The fourth print appearing in Volume 3 of Gishi taikan, edited by Fukumoto Nichinan. 

Ōtaka Gengo Tadao 大高源五忠雄 (1672-1703) kneels in front of the grave of Matsuo Bashō 松尾芭蕉 (1644-1694) at Gichū Temple (Yoshinakadera) in Kurizugahara, Omi.

On the twentieth day of his journey along the Tōkaidō road, as part of Lord Asano Naganori's retinue returning to Akō from Edo (see the print Barrier Mountain Path), Gengo, an accomplished hokku poet (writing under his poetry name of Shiyō), made the following entry into his travelogue, Teichū kikō 丁丑紀行:

I paid respects at the Gichū Temple in the Awazu field and faced the marker where the Old Master [Bashō] had hidden himself.

Before I thought of it, four years of dew and frost had elapsed, autumn wildflowers withering and the fiber banana to mark him

torn under the eaves. As I sprinkled water [on the marker] and joined my hands in prayer, tears welled up like an infant. 

I never received instructions from him face to face or orally. I wondered if the Reverend Soul might chastise me:

For spilling, may he forgive me: dew on bush clover

 (こぼるゝを許させ給へ萩の露  Koboruru o yurusasetamae hagi no tsuyu)[1]


"Gengo’s hokku, in which 'spill' refers both to the Buddhist rite of splashing water over a gravestone with a scoop and to the writer’s own tears, was in praise of Bashō’s hokku:

Without spilling white dew a bush clover wavers

(硯かと拾ふやくぼき石の露 Shiratsuyu o kobosanu hagi no uneri kana)" [2]


[1] Forty-Seven Samurai A Tale of Vengeance & Death in Haiku and Letters, Hiroaki Sato, Stone Bridge Press, 2019, p. 126.

[2] ibid.

Print Details

click on image to enlarge

artist signature and seal 

click on image to enlarge

時窮節乃見

"only at perilous times will one's integrity be tested and manifested" [a proverb]

Tribute Preceding Print by

Taketomi Tokitoshi 武富時敏 (1856-1938), politician and cabinet minister,

from Volume 3 of Gishi Taikan

image source: The Early Japanese Book Portal Database, Art Research Center AkoRH-R0419-3

click on image to enlarge

Print Commentary from Volume 3 of Gishi Taikan

栗津が原 


image source: The Early Japanese Book Portal

Database, Art Research Center AkoRH-R0419-3



Artist Profile

Tamaya Shunki 玉舎春輝 (1880-1947)*

Tamaya Shunki was born in Takayama, Gifu Prefecture.
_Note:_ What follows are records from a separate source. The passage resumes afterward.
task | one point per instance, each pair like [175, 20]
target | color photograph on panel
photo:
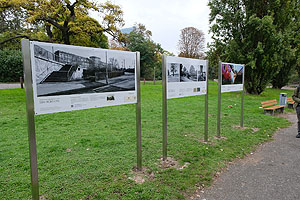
[232, 77]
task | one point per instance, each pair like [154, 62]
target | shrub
[11, 65]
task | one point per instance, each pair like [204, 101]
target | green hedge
[11, 65]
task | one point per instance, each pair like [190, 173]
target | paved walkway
[9, 85]
[271, 173]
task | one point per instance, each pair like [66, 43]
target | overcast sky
[165, 18]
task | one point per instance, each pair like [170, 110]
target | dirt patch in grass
[141, 176]
[171, 163]
[239, 127]
[220, 138]
[254, 130]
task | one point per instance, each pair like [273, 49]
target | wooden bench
[270, 107]
[290, 102]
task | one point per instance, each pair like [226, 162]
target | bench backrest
[289, 99]
[268, 103]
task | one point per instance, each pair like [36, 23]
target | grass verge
[90, 154]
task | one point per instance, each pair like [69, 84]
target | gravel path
[271, 173]
[9, 85]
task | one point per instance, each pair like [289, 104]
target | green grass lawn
[89, 154]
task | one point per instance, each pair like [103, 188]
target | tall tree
[246, 32]
[68, 21]
[150, 52]
[287, 21]
[191, 43]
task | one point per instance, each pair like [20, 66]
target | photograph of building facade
[61, 72]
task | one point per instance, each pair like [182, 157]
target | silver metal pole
[164, 111]
[206, 106]
[219, 99]
[30, 117]
[138, 114]
[242, 104]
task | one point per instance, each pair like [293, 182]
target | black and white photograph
[185, 77]
[192, 73]
[201, 74]
[63, 70]
[173, 72]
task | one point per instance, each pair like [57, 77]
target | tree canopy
[260, 34]
[191, 43]
[66, 21]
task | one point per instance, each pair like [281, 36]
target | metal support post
[164, 106]
[138, 114]
[206, 106]
[219, 99]
[242, 103]
[30, 117]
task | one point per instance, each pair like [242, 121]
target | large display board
[232, 77]
[185, 77]
[69, 77]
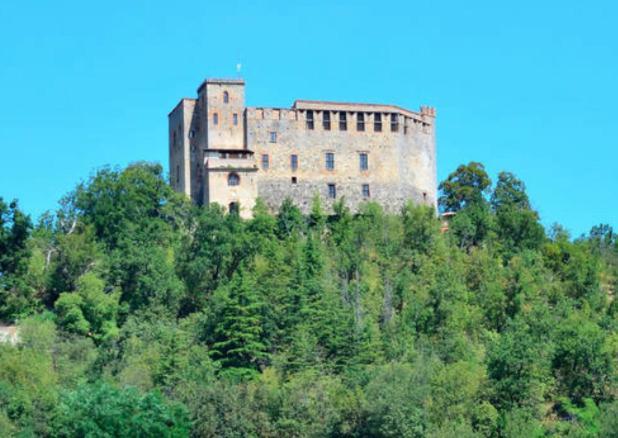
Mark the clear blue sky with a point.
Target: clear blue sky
(529, 86)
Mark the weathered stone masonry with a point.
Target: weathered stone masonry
(221, 151)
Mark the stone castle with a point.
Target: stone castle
(222, 151)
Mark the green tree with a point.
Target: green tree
(102, 410)
(238, 333)
(467, 185)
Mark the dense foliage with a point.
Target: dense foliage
(142, 315)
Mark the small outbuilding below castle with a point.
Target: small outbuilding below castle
(222, 151)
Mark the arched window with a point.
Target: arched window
(233, 179)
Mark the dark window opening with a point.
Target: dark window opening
(233, 179)
(364, 161)
(343, 121)
(330, 160)
(394, 123)
(294, 162)
(366, 193)
(309, 119)
(377, 122)
(326, 120)
(360, 122)
(332, 191)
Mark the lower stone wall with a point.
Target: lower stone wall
(392, 197)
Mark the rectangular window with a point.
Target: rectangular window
(332, 191)
(366, 193)
(326, 120)
(309, 119)
(394, 123)
(294, 162)
(330, 160)
(364, 160)
(360, 122)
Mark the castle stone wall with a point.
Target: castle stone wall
(401, 156)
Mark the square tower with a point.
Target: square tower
(230, 172)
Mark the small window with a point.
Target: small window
(326, 120)
(332, 191)
(377, 122)
(394, 123)
(366, 193)
(330, 160)
(294, 162)
(233, 179)
(364, 161)
(360, 122)
(310, 119)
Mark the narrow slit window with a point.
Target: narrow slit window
(360, 122)
(330, 160)
(326, 120)
(377, 122)
(294, 162)
(233, 179)
(394, 123)
(310, 124)
(365, 190)
(364, 161)
(332, 191)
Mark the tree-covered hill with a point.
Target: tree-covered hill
(142, 315)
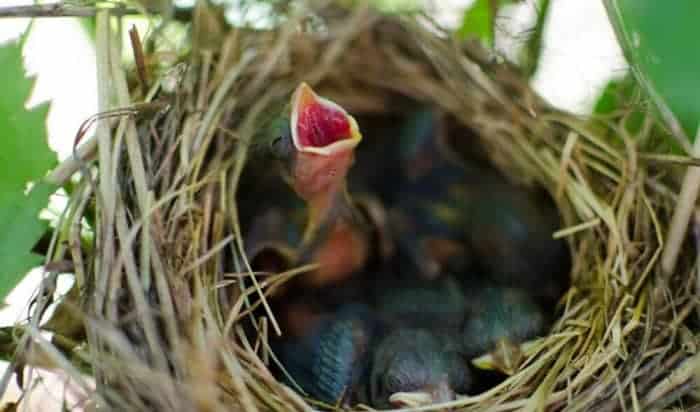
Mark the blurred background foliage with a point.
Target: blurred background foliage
(657, 38)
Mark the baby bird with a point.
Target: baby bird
(414, 366)
(498, 320)
(330, 360)
(318, 150)
(451, 215)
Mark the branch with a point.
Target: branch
(60, 10)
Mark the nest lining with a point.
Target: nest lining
(164, 184)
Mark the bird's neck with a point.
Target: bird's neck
(326, 210)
Born into a farming family, he was adopted by the Tamaya family, who had a pottery business. Moving to Kyoto, he first studied under Hara Zaisen 原在泉  (1849-1916), then under Yamamoto Shunkyo 山元春挙 (1871-1933). He first exhibited at the government sponsored Bunten in 1909, being awarded a prize at the 1913 Bunten.  A member of the Kyoto Bijutsu Kyōkai, an organization which had a major influence in the art world in the Kyoto area, he was also a founding member of the Nihon Jiyū Gadan (Japan Independent Painting Group), founded in 1919 in opposition to the government sponsored Teiten.  He visited China in 1921 and 1924 and exhibited at various venues in Japan into the 1940s including at the 1940 2600th Anniversary Celebratory Art Exhibition 紀元2600年奉祝美術展.

*1946 and 1948 are also shown as dates of the artist's death by various sources.